Risk managers will immediately understand the importance of third-party analyses and the type of insurance products that are now available that act as warranties on governance — making clear to lawyers, activist investors, regulators and others that outside underwriters have confidence in their systems and practices. That is the surest way of sending a simple, clear, convincing and authentic message to all stakeholders that company leadership has done its job. It is also the surest way to protect directors and officers as individuals.
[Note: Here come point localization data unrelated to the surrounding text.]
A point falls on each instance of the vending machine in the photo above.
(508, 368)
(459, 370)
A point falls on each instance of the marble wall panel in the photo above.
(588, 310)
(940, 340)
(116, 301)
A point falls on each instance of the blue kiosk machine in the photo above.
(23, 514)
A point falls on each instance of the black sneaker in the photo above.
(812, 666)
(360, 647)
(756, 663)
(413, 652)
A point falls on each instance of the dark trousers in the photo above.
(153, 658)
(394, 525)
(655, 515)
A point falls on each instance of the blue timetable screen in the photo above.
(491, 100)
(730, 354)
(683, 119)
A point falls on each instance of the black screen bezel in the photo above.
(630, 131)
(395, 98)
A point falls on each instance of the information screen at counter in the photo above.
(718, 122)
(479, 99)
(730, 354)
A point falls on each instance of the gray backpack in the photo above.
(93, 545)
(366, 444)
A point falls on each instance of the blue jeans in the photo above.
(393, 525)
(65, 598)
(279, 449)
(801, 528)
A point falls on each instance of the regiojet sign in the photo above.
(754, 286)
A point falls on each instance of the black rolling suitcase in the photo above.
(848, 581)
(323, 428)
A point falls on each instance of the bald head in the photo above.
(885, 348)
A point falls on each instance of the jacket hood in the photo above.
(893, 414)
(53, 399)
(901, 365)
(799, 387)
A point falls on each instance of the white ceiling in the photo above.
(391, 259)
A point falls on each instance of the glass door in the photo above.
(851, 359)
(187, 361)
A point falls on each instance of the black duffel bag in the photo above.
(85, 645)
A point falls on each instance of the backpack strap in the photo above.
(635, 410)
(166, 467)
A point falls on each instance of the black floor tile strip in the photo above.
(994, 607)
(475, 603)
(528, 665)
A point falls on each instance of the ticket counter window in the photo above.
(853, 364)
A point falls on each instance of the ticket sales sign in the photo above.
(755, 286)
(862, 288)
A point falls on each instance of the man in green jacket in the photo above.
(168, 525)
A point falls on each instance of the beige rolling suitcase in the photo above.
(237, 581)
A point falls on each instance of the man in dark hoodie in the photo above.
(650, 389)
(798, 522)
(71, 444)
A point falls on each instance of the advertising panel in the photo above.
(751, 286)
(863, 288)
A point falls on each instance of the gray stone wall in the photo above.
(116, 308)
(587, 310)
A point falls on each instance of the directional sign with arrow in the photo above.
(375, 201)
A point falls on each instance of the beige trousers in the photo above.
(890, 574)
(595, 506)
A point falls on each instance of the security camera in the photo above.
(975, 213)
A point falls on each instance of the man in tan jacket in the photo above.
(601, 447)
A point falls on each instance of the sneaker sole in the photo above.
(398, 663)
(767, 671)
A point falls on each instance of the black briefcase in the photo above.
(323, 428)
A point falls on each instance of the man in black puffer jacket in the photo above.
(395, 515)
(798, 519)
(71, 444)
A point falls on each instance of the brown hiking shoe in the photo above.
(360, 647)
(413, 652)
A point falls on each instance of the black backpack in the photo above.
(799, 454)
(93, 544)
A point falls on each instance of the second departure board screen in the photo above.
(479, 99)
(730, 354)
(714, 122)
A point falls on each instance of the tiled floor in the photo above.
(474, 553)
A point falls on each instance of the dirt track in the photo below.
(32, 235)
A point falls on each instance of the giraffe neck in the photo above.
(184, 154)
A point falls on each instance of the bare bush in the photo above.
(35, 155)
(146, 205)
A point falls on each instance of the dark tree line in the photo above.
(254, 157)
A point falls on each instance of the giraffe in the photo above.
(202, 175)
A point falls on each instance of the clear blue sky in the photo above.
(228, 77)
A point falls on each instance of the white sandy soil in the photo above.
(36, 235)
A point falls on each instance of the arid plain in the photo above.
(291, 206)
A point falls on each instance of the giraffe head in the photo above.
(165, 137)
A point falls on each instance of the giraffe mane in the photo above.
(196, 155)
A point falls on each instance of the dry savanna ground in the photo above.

Just as directors and officers coverage gained popularity decades ago when it became clear that any drop in stock price could prompt a lawsuit against corporate leadership, reputational insurance products are now becoming necessary to protect many of those same corporate leaders from additional claims that their boards neglected to adequately address reputational risks that they themselves had disclosed as material.
Directors and officers policies don’t help in situations where adjudication begins almost instantly in the court of public opinion — they only insulate against direct litigation-related costs associated with courts of law. And they certainly don’t protect individuals from the future income they stand to lose if they are personally associated with a company whose reputation is in tatters.
Simply put, companies and their boards are leaving themselves exposed when they enumerate reputational risks in their public filings without having clear and convincing plans to mitigate those risks. And they’re leaving themselves open to the increasing risk of criminal exposure in light of a recently adopted Department of Justice policy stating that investigations previously have too often concluded "without effectively punishing the human beings responsible for making corrupt decisions."
Companies in the food industry are particularly susceptible to reputational incidents. No industry is more critically integrated into people’s lives or more highly scrutinized. Executives and board members need to protect themselves through preemptive and credible enterprise risk management and governance strategies — otherwise, they are putting themselves and their companies at the mercy of the courts of law and public opinion.